Assessment of safety in neonates for transfusion of platelets and plasma prepared with amotosalen photochemical pathogen inactivation treatment by a 1-month intravenous toxicity study in neonatal rats.

Background: It is estimated that approximately 300,000 neonates undergo transfusions annually. The neonatal immune system is immature, making such patients more susceptible to the effects associated with transfusion-transmitted bacteria, viruses, protozoa, and white blood cells (WBCs). The INTERCEPT Blood System is a photochemical process (PCT) utilizing amotosalen and long-wavelength ultraviolet to inactivate pathogens and WBCs in both platelet (PLT) and plasma components for transfusion. A series of clinical studies has shown PCT PLTs and PCT plasma to be safe and effective for transfusion in adults and pediatric patients. Because clinical studies in neonates are technically difficult and ethically challenging, preclinical toxicologic studies were conducted in neonatal rats to evaluate the safety of PCT blood components for neonates.

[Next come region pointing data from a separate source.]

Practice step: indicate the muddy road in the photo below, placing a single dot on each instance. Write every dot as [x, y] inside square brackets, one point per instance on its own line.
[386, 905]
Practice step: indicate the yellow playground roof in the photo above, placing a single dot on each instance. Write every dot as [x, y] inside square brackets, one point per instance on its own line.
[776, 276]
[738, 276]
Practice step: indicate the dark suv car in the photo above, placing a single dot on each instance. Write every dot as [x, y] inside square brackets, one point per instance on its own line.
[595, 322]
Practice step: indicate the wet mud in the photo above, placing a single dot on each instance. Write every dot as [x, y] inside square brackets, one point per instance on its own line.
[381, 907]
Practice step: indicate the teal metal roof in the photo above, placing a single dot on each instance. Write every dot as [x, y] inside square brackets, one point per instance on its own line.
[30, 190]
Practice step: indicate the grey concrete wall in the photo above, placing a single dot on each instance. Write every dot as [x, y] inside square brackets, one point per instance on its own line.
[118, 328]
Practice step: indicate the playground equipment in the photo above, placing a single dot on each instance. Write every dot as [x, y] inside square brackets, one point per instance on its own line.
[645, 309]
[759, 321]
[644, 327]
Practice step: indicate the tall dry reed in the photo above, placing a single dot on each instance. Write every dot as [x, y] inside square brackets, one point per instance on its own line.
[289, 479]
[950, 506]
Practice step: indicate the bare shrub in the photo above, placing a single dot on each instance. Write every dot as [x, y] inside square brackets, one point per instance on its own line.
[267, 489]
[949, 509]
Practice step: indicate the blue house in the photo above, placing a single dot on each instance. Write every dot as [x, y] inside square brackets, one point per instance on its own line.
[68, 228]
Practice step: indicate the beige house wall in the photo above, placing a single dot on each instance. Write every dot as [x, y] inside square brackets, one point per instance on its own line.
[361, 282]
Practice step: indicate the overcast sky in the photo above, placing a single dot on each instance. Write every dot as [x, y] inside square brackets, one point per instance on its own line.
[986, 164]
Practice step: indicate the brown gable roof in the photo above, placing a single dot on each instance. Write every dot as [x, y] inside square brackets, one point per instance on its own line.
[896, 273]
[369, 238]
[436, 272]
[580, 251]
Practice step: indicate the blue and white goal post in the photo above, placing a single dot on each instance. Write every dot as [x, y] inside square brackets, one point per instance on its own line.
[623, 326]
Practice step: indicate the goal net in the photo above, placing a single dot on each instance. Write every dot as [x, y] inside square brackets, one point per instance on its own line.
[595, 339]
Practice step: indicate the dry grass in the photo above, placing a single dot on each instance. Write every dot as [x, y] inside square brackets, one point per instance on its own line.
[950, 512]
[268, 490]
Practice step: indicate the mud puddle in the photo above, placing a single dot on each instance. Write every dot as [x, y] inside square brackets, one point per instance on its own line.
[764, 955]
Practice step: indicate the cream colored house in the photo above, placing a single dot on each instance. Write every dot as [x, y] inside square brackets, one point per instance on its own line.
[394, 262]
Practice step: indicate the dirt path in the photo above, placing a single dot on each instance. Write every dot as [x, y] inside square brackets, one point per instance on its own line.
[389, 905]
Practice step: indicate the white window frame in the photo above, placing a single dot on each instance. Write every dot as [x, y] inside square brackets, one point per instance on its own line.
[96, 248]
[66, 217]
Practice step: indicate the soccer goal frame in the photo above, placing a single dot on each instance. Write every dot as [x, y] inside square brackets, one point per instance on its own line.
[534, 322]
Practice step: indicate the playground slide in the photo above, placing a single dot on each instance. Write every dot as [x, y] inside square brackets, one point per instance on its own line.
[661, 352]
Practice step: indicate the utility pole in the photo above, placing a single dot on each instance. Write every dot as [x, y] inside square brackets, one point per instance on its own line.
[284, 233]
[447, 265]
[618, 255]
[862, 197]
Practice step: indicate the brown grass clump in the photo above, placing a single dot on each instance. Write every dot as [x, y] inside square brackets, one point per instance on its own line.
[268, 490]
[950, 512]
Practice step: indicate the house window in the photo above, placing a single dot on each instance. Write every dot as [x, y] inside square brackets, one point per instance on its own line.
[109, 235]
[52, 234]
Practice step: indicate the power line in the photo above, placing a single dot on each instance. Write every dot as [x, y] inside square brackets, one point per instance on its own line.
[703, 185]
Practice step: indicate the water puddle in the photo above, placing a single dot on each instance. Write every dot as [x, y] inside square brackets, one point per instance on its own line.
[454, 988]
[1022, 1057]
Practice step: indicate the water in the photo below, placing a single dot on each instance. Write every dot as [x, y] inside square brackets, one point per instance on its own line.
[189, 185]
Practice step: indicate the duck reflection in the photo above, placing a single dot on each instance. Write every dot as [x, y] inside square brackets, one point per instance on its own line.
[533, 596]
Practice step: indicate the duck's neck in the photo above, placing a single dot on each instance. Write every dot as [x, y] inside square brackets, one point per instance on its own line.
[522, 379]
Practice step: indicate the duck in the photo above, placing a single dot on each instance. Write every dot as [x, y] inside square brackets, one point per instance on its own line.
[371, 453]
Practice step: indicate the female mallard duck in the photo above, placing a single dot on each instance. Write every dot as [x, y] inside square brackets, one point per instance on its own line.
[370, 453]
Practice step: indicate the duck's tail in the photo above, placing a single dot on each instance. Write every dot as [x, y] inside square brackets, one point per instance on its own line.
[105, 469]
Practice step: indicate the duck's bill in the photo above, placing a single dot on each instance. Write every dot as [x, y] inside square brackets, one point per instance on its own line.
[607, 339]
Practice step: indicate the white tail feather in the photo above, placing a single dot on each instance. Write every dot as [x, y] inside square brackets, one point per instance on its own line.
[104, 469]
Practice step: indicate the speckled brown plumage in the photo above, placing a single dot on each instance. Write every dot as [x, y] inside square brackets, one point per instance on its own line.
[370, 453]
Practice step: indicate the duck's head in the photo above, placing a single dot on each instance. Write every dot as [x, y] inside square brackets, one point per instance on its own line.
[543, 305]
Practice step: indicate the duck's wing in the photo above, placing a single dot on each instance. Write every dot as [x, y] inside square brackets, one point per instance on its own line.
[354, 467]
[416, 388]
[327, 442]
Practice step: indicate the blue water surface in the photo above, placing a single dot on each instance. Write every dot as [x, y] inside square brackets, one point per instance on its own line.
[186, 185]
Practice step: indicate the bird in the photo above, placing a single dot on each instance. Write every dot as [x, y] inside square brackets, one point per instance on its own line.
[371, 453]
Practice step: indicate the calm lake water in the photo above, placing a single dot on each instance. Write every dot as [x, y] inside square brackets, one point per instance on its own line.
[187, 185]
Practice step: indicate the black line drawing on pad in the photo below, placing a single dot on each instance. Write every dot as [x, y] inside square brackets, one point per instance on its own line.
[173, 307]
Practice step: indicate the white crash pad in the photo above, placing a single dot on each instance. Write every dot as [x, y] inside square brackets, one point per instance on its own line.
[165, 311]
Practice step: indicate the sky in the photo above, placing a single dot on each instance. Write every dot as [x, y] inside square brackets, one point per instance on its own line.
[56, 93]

Study Design And Methods: This study examined daily intravenous administration to neonatal rats of amotosalen in 35 percent:65 percent plasma:InterSol from 1 microg per kg per day (representing 1-unit transfusion) to 457 microg per kg per day (representing multiple transfusions) from Postnatal Day 4 (PND4) to PND31. Rats were observed for viability, clinical signs, and body weights until PND31 and then subjected to pathology evaluation. Hematology, clinical chemistry, and urinalysis data were also collected on PND31. Toxicokinetic parameters were evaluated on PND4 and PND31.

Results: There were no amotosalen-related effects on clinical signs, body weight, hematology, clinical chemistry, urinalysis, gross pathology, or histopathology, despite the exposure of neonatal rats to amotosalen concentrations as high as approximately 48 times the standard exposure in adult patients.

Conclusion: This study demonstrates the safety of PCT for transfusion in neonatal rats and augments data from other studies and clinical use supporting the use of PCT in neonatal patients.